Eligible patients (and / or their carers) will be given the option to take part in the study: patients that are enrolled in the study will be managed in exactly the same manner as patients not enrolled in the study, except information about their symptoms, and about the use of medication to control their symptoms, will be shared with the researchers from the University of Surrey.

Irrespective of the unit’s routine practice, the decision to give / withhold clinically-assisted hydration in an individual patient will be made by the clinical team caring for that patient (and based on their clinical condition). Furthermore, the clinical team are expected to review this aspect of care on a day-to-day basis.

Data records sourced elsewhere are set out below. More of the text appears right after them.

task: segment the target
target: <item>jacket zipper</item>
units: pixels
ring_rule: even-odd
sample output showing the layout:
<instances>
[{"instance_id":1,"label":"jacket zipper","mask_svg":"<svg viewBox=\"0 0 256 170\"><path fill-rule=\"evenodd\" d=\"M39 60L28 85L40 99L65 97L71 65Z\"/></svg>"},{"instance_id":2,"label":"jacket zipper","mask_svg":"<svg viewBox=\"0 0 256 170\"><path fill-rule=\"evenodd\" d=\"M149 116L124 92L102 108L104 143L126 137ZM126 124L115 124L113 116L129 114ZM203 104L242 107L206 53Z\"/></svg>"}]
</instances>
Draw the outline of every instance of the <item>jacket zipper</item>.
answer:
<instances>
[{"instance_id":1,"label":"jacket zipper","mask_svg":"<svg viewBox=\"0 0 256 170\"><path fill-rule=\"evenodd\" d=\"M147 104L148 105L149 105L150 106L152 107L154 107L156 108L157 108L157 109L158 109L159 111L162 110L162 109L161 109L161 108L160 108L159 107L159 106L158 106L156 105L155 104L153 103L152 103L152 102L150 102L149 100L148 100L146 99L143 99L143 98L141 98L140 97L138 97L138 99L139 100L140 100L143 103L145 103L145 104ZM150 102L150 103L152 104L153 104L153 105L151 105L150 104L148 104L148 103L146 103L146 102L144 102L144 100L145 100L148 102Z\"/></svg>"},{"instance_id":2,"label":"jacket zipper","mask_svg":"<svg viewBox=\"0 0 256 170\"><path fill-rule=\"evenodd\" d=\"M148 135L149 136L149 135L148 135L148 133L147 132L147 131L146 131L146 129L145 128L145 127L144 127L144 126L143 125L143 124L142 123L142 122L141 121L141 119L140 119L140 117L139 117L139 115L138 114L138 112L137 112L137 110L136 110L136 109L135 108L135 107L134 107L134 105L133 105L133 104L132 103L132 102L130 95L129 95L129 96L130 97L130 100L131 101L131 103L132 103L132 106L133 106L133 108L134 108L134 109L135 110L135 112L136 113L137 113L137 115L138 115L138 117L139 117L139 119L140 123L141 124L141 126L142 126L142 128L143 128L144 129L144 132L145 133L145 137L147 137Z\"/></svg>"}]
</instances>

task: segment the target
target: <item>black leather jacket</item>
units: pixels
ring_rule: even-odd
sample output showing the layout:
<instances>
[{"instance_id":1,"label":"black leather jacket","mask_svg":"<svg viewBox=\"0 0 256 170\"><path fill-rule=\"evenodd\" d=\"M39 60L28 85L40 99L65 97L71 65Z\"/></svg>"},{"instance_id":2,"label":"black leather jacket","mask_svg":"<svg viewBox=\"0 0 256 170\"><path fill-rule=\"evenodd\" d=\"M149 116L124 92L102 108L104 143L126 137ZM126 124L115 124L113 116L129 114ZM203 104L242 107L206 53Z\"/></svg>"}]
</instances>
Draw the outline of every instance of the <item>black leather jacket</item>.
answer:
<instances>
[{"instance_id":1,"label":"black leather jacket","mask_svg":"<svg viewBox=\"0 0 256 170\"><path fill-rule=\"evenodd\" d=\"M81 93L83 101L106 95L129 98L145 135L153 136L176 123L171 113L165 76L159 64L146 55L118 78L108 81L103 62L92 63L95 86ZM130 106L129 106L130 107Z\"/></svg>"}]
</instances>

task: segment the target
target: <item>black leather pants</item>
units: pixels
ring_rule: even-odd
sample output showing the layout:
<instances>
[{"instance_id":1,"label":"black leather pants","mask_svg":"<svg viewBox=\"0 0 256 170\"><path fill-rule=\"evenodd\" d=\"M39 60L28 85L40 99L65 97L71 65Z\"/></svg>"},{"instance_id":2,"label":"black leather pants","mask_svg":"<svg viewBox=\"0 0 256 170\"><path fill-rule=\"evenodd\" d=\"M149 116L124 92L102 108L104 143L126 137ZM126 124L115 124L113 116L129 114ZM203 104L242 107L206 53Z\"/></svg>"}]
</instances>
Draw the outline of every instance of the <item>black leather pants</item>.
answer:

What is the aim of the study?

Ultimately, we want to determine whether or not clinically-assisted hydration is beneficial in cancer patients in the last days of life. In particular, we want to see whether clinically-assisted hydration prevents the development of problems such as agitation (restlessness), or promotes the development of other problems such as respiratory secretions (noisy breathing). However, the aim of this feasibility study is to determine whether a larger (definitive) study is possible, and whether or not the study methods would need to be changed in order to complete a larger study.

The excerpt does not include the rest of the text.